Last year real domestic consumer spending rose less than 1 percent and population probably rose about 1 percent. So, on a per capita basis, the average person spent the same or slightly less on the goods and services that make up his or her living standard.
Over the last three decades, consumer spending has averaged 62 percent of ``potential'' gross national product (GNP), or the total output of goods and services. GNP includes plant, equipment, and other items bought by business as well as consumer-bought items. Consumer spending declined only slightly below that 62 percent level in the 1981-82 recession, the worst in several decades. Subsequently, consumer spending rose to 67 percent of potential GNP (a Commerce Department measure Keran uses to avoid the impact of the business cycle on consumer spending). That was the highest level in history.
The Reagan tax cuts added hundreds of billions of dollars to consumer purchasing power. They also swelled the federal deficit, helping hike interest rates. Many of the newly-issued Treasury bonds and other American debts were bought by foreigners. That drove up the exchange value of the dollar. This enabled Americans to buy oodles of imports at relatively cheap prices. So imports rose from about 10 percent of potential GNP in 1982 to more than 15 percent in 1986, again a historic record.
``No wonder Ronald Reagan's approval rating remains so high,'' says Keran. ``No other president has provided such a bonus to consumers.''
Now the dollar has plunged in value. Americans must pay more for imports. Further, they must service the foreign debts piled up to pay for imports and finance the government deficit.
``This has made the foreign investor an important participant in the US economy for the first time since the 19th century,'' says Keran.
With a weaker dollar, US exports started rising rapidly last year, and this will continue. Those exports are consumed abroad, of course, not in the US. Imports could also weaken.

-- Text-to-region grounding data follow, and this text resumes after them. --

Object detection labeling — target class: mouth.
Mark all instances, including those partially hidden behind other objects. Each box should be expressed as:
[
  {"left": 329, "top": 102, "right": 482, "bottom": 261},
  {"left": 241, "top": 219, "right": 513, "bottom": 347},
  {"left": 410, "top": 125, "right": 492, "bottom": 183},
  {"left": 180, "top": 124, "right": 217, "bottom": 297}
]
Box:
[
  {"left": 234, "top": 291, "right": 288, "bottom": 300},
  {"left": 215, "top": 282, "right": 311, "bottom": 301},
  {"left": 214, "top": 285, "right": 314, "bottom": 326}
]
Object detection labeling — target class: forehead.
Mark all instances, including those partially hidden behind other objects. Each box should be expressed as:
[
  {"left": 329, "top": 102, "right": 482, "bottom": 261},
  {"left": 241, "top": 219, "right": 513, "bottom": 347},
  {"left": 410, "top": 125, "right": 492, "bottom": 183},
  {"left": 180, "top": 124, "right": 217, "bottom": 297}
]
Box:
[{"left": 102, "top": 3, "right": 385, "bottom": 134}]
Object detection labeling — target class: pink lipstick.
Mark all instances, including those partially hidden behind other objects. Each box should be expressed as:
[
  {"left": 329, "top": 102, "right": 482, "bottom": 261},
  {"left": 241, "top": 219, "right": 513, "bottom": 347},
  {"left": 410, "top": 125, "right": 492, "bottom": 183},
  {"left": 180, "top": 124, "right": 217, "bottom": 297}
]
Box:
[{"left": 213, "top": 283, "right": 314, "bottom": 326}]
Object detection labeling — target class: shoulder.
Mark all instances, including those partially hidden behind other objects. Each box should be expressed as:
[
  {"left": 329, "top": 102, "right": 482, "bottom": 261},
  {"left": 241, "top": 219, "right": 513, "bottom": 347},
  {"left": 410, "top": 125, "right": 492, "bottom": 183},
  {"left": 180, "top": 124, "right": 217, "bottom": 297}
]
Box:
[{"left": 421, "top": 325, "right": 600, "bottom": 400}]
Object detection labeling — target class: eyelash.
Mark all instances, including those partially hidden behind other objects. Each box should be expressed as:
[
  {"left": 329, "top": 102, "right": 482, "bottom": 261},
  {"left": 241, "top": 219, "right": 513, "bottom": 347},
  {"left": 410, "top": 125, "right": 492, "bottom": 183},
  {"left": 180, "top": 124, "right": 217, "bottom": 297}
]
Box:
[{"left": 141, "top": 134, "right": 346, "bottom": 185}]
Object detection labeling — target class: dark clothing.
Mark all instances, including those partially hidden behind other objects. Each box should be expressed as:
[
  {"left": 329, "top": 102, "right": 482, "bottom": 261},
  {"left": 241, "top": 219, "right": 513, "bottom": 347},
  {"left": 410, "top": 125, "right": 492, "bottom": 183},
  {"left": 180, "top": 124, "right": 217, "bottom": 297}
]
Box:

Whether or not US living standards actually decline or merely stagnate depends on how fast the nation makes the switch from domestic consumption to exports and on how rapidly the economy grows. The increase in exports and stronger business investment can prevent a recession. Last week's drop in the unemployment rate to 5.7 percent suggests no slump is imminent. But Keran is forecasting a slight real drop in living standards.